The project aims to educate students about Irish bog habitats, teaching them how bogs can mitigate floods, provide clean drinking water and high-quality food, support biodiversity and contribute to climate change through carbon sequestration.

The education programme was developed by the Irish Peatlands Conservation Council (IPCC) and NatureNorthWest and will be delivered by heritage specialists from the Heritage Council's 'heritage in schools' scheme.

During the launch of the programme at Crannóg Buí National School in Ardara, Co Donegal, Minister McConalogue highlighted the Department's role in aiding biodiversity loss prevention.

"To date, more than €3m has been paid directly to farmers under the pilot results-based agri-environmental payment scheme (RBPS) scheme.

"Ireland is at the forefront in terms of results-based agri-environment schemes in Europe and is demonstrating how RBPS can deliver co-benefits for farmers and the environment.”

Intergenerational aspect

Heritage Council CEO Virginia Teehan highlighted the intergenerational aspect of the programme.

“Many of the pupils will come from farming families caring for the bog habitat and will already have an intimate relationship with the land.

"The programme will enable them to broaden that relationship and to engage on a deeper level with their family and friends, encouraging shared responsibility for its upkeep.”

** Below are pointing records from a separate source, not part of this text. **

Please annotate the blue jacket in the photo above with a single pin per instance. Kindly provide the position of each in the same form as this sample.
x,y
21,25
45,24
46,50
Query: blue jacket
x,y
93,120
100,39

Project manager of LIFE IP Wild Atlantic Nature Dr Derek McLoughlin stressed the importance of landowners in managing the land sustainably.

“We strongly depend on landowners to manage the land in a sustainable way and to deliver the goods and services that the public want and need.

“As the next generation of farmers emerge, it is important that they can carry on the farming traditions in these important areas and build on existing knowledge and experience that landowners have,” he said.